# new pygo



## catt (Dec 9, 2009)

I am new here and I like to say hello to all of you. I have a piraya like 8 inches and two black wolf fish(12-14 inches)
I had tanks in my house for almost 20 years now. What will the best food for piranha mine is eating whell tilapia filets. Should I fed him only with fish filets? Salmon is good for piranha ?

Thank you all.


----------



## Tensa (Jul 28, 2008)

avoid the salmon or any other red meats. stick to white fish fillets and shrimp. also try to add a good pellet food to the mix. any cichlid pellet is good. stay away from oily foods as well.


----------



## xeloR (Jan 2, 2009)

- great site with a lot of great info!

Click

This is a good thread to review as far as feeding/ food choices go. Most feed white fish- tilapia is a good choice. a variety is the best i.e. pellets, white fish, shrimp etc.

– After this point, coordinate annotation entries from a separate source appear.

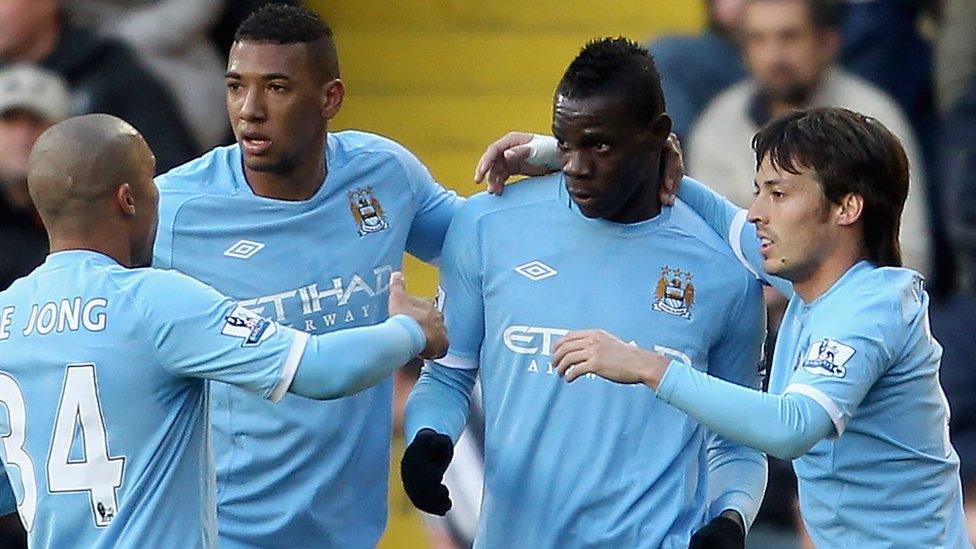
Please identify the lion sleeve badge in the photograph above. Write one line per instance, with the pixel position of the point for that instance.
(674, 293)
(367, 211)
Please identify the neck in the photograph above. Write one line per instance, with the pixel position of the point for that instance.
(644, 205)
(41, 45)
(299, 183)
(828, 273)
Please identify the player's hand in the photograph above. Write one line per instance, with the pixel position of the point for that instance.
(674, 170)
(513, 155)
(423, 311)
(422, 471)
(598, 352)
(721, 533)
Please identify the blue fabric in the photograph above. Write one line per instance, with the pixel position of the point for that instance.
(592, 463)
(304, 473)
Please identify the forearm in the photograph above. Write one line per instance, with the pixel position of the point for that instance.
(783, 426)
(440, 401)
(736, 479)
(342, 363)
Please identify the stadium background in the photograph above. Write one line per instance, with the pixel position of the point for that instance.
(446, 77)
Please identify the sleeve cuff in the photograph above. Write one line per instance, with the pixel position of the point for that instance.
(822, 400)
(417, 337)
(290, 366)
(456, 362)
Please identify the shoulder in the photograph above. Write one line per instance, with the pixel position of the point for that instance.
(208, 173)
(688, 224)
(517, 198)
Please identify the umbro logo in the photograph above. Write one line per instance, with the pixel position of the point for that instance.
(244, 249)
(536, 271)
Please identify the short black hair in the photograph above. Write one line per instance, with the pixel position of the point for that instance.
(616, 66)
(849, 153)
(824, 14)
(290, 24)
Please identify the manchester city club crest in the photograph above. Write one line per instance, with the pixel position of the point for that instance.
(674, 293)
(367, 211)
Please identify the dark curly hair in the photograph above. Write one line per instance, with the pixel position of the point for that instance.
(289, 24)
(620, 67)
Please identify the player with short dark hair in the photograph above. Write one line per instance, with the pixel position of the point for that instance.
(854, 395)
(303, 225)
(595, 464)
(105, 365)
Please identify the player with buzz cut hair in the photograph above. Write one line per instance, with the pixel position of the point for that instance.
(305, 226)
(595, 464)
(854, 395)
(105, 365)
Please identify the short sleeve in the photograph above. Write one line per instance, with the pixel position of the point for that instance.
(198, 332)
(435, 208)
(843, 360)
(460, 290)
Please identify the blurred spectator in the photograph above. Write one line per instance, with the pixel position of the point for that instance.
(31, 100)
(179, 52)
(102, 74)
(955, 60)
(694, 69)
(790, 48)
(883, 45)
(959, 168)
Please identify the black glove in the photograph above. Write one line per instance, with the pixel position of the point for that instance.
(720, 533)
(422, 471)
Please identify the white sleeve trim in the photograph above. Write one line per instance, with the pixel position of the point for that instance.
(735, 240)
(825, 402)
(458, 362)
(290, 366)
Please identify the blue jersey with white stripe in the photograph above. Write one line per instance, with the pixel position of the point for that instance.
(595, 463)
(104, 416)
(303, 473)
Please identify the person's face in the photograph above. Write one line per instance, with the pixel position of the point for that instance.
(146, 219)
(19, 129)
(277, 105)
(793, 221)
(610, 162)
(786, 54)
(20, 21)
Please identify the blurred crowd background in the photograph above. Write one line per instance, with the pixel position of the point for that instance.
(445, 77)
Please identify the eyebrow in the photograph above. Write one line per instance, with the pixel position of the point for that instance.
(269, 76)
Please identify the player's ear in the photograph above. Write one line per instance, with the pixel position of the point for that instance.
(660, 128)
(851, 209)
(125, 200)
(333, 92)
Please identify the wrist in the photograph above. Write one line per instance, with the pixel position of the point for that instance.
(657, 366)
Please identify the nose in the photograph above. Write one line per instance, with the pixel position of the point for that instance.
(577, 165)
(253, 109)
(757, 212)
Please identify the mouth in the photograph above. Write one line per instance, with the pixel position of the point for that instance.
(255, 143)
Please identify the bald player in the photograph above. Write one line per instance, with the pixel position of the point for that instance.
(104, 416)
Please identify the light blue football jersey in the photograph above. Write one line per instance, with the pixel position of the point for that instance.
(104, 417)
(595, 463)
(303, 473)
(865, 353)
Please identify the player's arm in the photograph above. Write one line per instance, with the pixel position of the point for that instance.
(435, 207)
(737, 474)
(197, 332)
(438, 406)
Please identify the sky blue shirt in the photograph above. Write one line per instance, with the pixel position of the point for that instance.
(105, 402)
(885, 474)
(303, 473)
(593, 463)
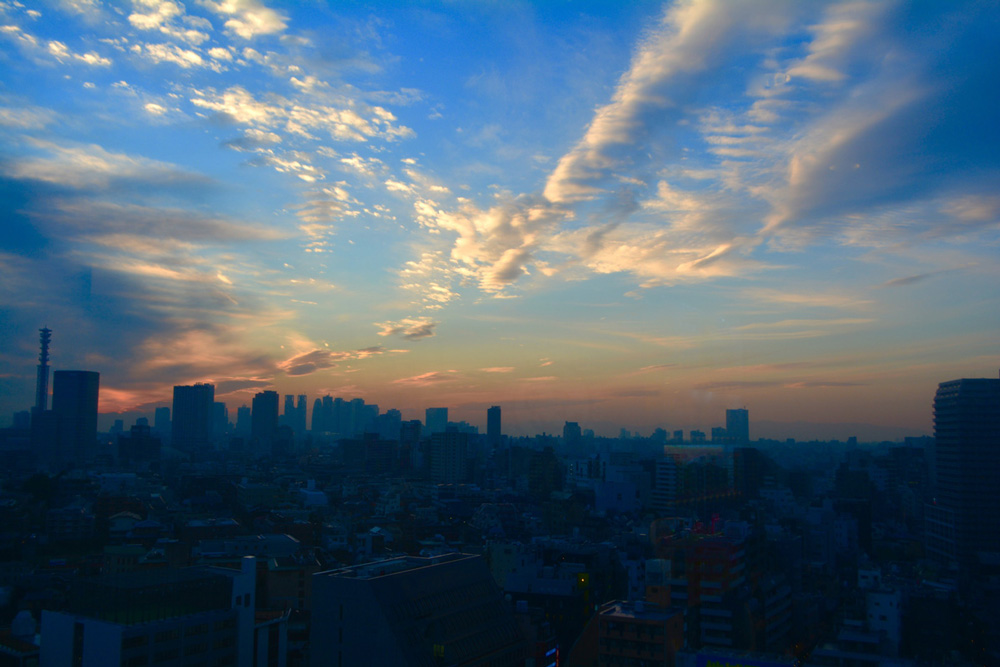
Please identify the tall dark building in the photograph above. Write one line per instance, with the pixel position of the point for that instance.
(193, 408)
(572, 433)
(738, 426)
(161, 422)
(964, 517)
(493, 433)
(74, 405)
(435, 420)
(42, 381)
(264, 421)
(299, 424)
(288, 416)
(444, 610)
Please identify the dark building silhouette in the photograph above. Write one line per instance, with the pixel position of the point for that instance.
(572, 433)
(161, 422)
(316, 426)
(965, 516)
(74, 405)
(299, 423)
(738, 426)
(42, 381)
(435, 420)
(445, 610)
(748, 471)
(264, 421)
(449, 454)
(139, 446)
(191, 428)
(493, 433)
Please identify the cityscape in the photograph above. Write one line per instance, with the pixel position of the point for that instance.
(544, 333)
(189, 537)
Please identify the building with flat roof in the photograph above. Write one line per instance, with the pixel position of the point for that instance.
(163, 617)
(964, 518)
(443, 610)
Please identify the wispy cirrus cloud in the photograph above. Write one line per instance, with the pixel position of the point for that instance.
(320, 359)
(428, 379)
(411, 328)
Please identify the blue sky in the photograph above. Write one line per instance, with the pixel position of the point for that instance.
(615, 213)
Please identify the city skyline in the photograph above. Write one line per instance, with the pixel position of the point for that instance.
(639, 215)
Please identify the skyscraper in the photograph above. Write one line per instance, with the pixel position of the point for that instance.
(288, 416)
(161, 422)
(965, 516)
(436, 421)
(74, 404)
(42, 381)
(299, 425)
(264, 420)
(738, 426)
(191, 428)
(493, 435)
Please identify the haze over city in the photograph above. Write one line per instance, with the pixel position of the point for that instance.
(621, 214)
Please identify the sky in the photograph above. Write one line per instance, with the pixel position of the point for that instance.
(622, 214)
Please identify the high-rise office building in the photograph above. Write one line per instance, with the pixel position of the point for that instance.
(42, 380)
(436, 421)
(965, 516)
(572, 433)
(444, 610)
(288, 416)
(738, 426)
(193, 409)
(161, 423)
(493, 434)
(74, 404)
(220, 420)
(299, 425)
(243, 419)
(264, 421)
(449, 453)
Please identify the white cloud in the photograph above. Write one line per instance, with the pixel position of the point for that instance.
(411, 328)
(169, 53)
(248, 18)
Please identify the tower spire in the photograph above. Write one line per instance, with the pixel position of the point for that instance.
(42, 383)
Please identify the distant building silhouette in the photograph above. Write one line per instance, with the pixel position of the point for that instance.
(243, 419)
(449, 454)
(493, 432)
(264, 421)
(42, 380)
(965, 517)
(161, 422)
(436, 420)
(299, 423)
(572, 433)
(738, 426)
(193, 407)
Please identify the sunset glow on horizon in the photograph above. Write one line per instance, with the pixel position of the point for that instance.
(621, 214)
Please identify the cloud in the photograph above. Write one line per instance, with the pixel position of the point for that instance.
(494, 246)
(692, 39)
(223, 387)
(428, 379)
(411, 328)
(320, 358)
(91, 166)
(248, 18)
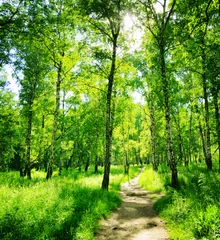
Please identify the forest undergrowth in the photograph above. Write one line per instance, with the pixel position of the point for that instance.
(65, 207)
(193, 210)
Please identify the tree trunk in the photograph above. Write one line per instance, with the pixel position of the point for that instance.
(62, 133)
(208, 157)
(189, 140)
(55, 123)
(153, 137)
(88, 153)
(28, 142)
(217, 125)
(96, 164)
(109, 125)
(173, 163)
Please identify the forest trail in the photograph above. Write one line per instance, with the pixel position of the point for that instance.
(135, 219)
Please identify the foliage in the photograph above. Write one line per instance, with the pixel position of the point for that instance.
(66, 207)
(193, 211)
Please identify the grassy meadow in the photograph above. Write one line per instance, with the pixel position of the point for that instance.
(65, 207)
(192, 211)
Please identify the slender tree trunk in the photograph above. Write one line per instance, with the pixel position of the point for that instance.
(88, 153)
(28, 143)
(208, 157)
(202, 137)
(217, 125)
(96, 164)
(215, 92)
(173, 162)
(62, 133)
(190, 136)
(153, 137)
(109, 125)
(55, 123)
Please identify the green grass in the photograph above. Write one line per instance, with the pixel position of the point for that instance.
(65, 207)
(193, 211)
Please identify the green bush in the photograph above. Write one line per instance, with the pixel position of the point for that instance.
(65, 207)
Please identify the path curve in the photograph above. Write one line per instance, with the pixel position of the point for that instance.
(135, 219)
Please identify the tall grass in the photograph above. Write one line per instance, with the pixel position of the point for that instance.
(193, 211)
(65, 207)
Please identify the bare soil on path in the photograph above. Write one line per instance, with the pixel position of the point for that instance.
(135, 219)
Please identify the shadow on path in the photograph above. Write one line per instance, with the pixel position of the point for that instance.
(135, 219)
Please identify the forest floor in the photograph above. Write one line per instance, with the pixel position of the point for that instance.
(135, 219)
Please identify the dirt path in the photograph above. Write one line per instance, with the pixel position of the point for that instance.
(135, 219)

Would love to hear more about/ see pictures of your setups


----------



## FEEFA (Nov 19, 2007)

AS fan said:


> avoid the salmon or any other red meats. stick to white fish fillets and shrimp. also try to add a good pellet food to the mix. any cichlid pellet is good. stay away from oily foods as well.


What he said...

Welcome to the site


----------



## Ja'eh (Jan 8, 2007)

Welcome to the Site!

I hope your wolf fish aren't in the same tank as your piraya.


----------



## catt (Dec 9, 2009)

Thank you


----------



## THE BLACK PIRANHA (Dec 8, 2003)




----------



## TJcali (Mar 27, 2009)

this a great site I have really enjoyed it feel free to ask any question the people here are very helpful

cheers


----------



## His Majesty (Apr 5, 2005)

Welcome to P-Fury!


----------



## Us And Them (Dec 4, 2008)

All my Fish Loved Tilapia , Including my old 8 Inch red Wolf Fish
and Welcome Buddy !


----------



## catt (Dec 9, 2009)

I general u guys feed the piranhas one time per day or once at two days is bether? I never had piranhas my wolfs they once at 2-3 days but maibe piranha is diferent. This piraya hes eating like a pig but I dont want to owerfed him to get sick or something.

Thank you


----------



## Soul Assassin (Nov 21, 2006)

your piraya is 8" so once every 2-3 days is good, you might want to alternate, first feed on second day second feed on third day and so on
I stuff my fish fillets with Hikari bio-gold plus cichlid pellets, its great additional nutrition and really brings out the colours

welcome to Pfury and care too share some pics of your fish


----------